PixelPinch
Token-light screenshots for AI chat. Capture, shrink, and copy, straight to your clipboard, ready to paste into ChatGPT, Claude, or Gemini.
Built-in macOS screenshots are huge, and vision-capable LLMs charge you image tokens for every pixel. PixelPinch sits in your menu bar and rebinds the standard screenshot keys to a smarter pipeline: capture, downsize, JPEG-compress, and write straight to the clipboard.
The result is a screenshot that looks identical to a human at chat resolution, but costs roughly 4× fewer tokens to send to an AI. No round trip through Preview, no manual export, no third-party services.

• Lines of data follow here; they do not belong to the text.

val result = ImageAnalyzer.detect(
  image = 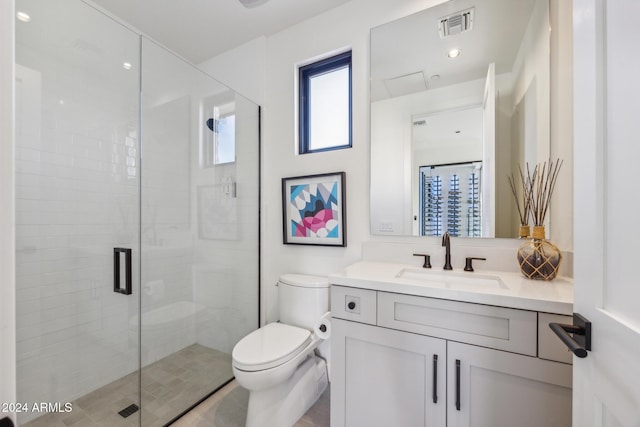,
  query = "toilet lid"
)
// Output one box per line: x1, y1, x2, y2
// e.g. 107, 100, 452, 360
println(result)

Vision models don't bill images by megabytes — they bill by pixels. Claude, for example, slices each image into 28×28-pixel patches and charges roughly one token per patch: tokens ≈ ⌈w/28⌉ × ⌈h/28⌉.
Mac screenshots are captured at Retina 2× scale. A 700×500-point window lands as a 1400×1000-pixel image: 50 × 36 patches ≈ 1,800 tokens. PixelPinch downsizes it back to 1× — 700×500 pixels, 25 × 18 patches ≈ 450 tokens. Half the width times half the height is a quarter of the patches: ~4× fewer tokens, and at chat resolution the two look the same to both you and the model.
The asterisk: the numbers in the animation are that worked example, not a guarantee. Every provider counts differently (ChatGPT bills 512-px tiles, Gemini 768-px tiles), most cap what a single huge image can cost (many Claude models cap around ~1,600 tokens per image; newer high-res Opus models around ~4,800), and JPEG compression shrinks upload size rather than token count. The honest summary is “roughly 4×, varies by model and window size” — which is why we say roughly.